Collections
A collection is something that holds zero or more elements in some fashion that allows you enumerate those elements, add or remove elements, find them and so forth.
Vector - a dynamic array. Appending or removing elements from the end is cheap (providing the array is large enough to accomodate an additional item). Inserting items or removing them from any other part of the array is more expensive and involves memory movements. Generally speaking you should always reserve enough space in a vector for the most elements you anticipate it will hold. Reallocating memory can be expensive and lead to fragmentation.
Vecdeque - a ring buffer array. Items can be added or removed from either end relatively cheaply. Items in the array are not arranged sequentially so there is a little more complexity to managing wraparound and removal than a Vector.
LinkedList - a linked list individually allocates memory for each element making it cheap to add or remove elements from anywhere in the list. However there is a lot more overhead to iterating the list by index and much more heap allocation.
Set - a collection that holds a unique set of items. Inserting a duplicate item will not succeed. Some sets maintain the order of insertion. Sets are useful where you want to weed out duplicates from an input.
Map - a collection where each item is referenced by a unique key. Some maps can maintain the order of insertion.
C++ and Rust have have collections as part of their standard library as is common with modern languages.
C | C++ | Rust |
---|---|---|
- | std::vector |
std::vec::Vec or std::collections::VecDeque |
- | std::list |
std::collections::LinkedList |
- | std::set |
std::collections::HashSet , std::collections::BTreeSet |
- | std::map |
std::collections::HashMap , std::collections::BTreeMap |
C has no standard collection classes or types. Some libraries offer collection APIs such as glib or cii.
Iterators
Iterators are a reference to a position in a collection with the means to step through the collection one element at a time.
C++
C++11 provides a shorthand way of iterating a collection:
std::vector<char> values;
for (const char &c : values) {
// do something to process the value in c
}
Iterators are more explicit in C++98 and before and the code in C++11 is basically equivalent to this:
std::vector<char> values;
for (std::vector<char>::const_iterator i = values.begin(); i != values.end(); ++i) {
const char &c = *i;
// do something to process the value in c
}
This is quite verbose, but essentially each collection type defines a mutable iterator
and immutable const_iterator
type and calling begin
returns an iterator to the beginning of the collection. Calling the ++
operator overload on the iterator causes it to advance to the next element in the collection. When it hits the exclusive value returned by end
it has reached the end of the collection.

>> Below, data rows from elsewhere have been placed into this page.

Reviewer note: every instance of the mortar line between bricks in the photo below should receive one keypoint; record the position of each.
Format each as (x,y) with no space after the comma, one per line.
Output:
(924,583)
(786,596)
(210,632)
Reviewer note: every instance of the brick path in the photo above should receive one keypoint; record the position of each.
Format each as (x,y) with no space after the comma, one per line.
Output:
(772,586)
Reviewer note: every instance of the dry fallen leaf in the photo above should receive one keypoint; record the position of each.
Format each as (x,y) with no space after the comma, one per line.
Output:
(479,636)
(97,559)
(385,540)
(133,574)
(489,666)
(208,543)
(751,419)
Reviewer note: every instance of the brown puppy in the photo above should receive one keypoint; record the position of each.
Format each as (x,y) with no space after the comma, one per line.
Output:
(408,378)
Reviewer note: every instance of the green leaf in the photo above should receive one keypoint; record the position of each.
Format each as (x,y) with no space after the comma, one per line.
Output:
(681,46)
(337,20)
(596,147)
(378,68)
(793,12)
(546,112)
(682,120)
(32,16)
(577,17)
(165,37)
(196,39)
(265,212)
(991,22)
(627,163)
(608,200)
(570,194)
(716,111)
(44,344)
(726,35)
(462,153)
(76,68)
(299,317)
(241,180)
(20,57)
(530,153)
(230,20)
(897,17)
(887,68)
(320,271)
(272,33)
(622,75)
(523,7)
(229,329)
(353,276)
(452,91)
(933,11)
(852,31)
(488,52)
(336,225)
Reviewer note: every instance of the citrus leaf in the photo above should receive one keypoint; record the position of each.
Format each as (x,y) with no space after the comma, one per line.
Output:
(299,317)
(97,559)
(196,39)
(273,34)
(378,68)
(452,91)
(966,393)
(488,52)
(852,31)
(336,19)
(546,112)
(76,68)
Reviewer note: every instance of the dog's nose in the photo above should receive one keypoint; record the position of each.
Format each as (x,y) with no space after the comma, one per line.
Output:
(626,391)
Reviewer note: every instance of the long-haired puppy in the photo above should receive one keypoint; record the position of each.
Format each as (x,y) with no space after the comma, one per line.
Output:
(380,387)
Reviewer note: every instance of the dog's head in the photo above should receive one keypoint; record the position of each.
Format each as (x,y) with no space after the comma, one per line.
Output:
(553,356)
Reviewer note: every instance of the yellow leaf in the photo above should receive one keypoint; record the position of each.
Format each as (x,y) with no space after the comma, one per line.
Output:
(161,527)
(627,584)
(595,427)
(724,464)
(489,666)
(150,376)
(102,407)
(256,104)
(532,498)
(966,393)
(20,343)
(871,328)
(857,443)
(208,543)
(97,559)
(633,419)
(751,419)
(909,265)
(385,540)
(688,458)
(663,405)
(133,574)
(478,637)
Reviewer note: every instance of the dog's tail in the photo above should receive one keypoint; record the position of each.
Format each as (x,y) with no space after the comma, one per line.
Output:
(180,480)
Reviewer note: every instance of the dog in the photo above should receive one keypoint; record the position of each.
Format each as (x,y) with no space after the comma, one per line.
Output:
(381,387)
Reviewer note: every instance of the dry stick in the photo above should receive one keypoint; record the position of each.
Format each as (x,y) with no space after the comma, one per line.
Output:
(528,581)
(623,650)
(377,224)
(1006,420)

Obviously with an indexed type such as a vector
you could also reference elements by index, but it is far more efficient to use iterators for other collection types.
Processing collections
C++ provides a number of utility templates in
Rust
Rust also has iterators which are superficially similar fashion to C++ - incrementing their way through collections.
However the iterator concept is taken a LOT further in Rust. Iterators can be chained together in Rust to produce some powful and terse operations.
A conventional loop might look like this:
let values = vec![10, 20, 30, 40, 50, 60, 70, 80, 90, 100];
for v in &values {
println!("Value = {}", v);
}
In this instance, the iterator is invisible. The value v
is a reference to the i32
of the currently iterated element so each iteration prints a different value.
However we can also be explicit and obtain the iterator if we desire and apply an action to each value:
let values = vec![10, 20, 30, 40, 50, 60, 70, 80, 90, 100];
values.iter().for_each(|v| println!("Value = {}", v);
In this example the code calls for_each
on the Iterator
which iterates over each element and calls the closure.
We can go further. Let's say we want to only print the first 5 results:
let values = vec![10, 20, 30, 40, 50, 60, 70, 80, 90, 100];
values.iter().take(5).for_each(|v| println!("Value = {}", v));
Now the code calls take
on the Iterator
which produces a Take<Iterator>
which iterates only 5 times before it ends.
Perhaps we want to produce a tuple, consisting of the index of the iterator and f64
result of dividing the number by 5.
let values = vec![10, 20, 30, 40, 50, 60, 70, 80, 90, 100];
let result = values.
iter().
enumerate().
map(|v| (v.0, *v.1 as f64 / 5.0) ).
collect::<Vec<(usize, f64)>>();
Breaking this down, we iterate, enumerate()
produces a tuple (usize, i32)
from the index and value, map()
creates a new tuple (usize, f64)
and then finally the result is gathered into a new collection.
As you can see iterators expose very powerful functions that are an efficient, terse and provide less chance for error than writing a loop.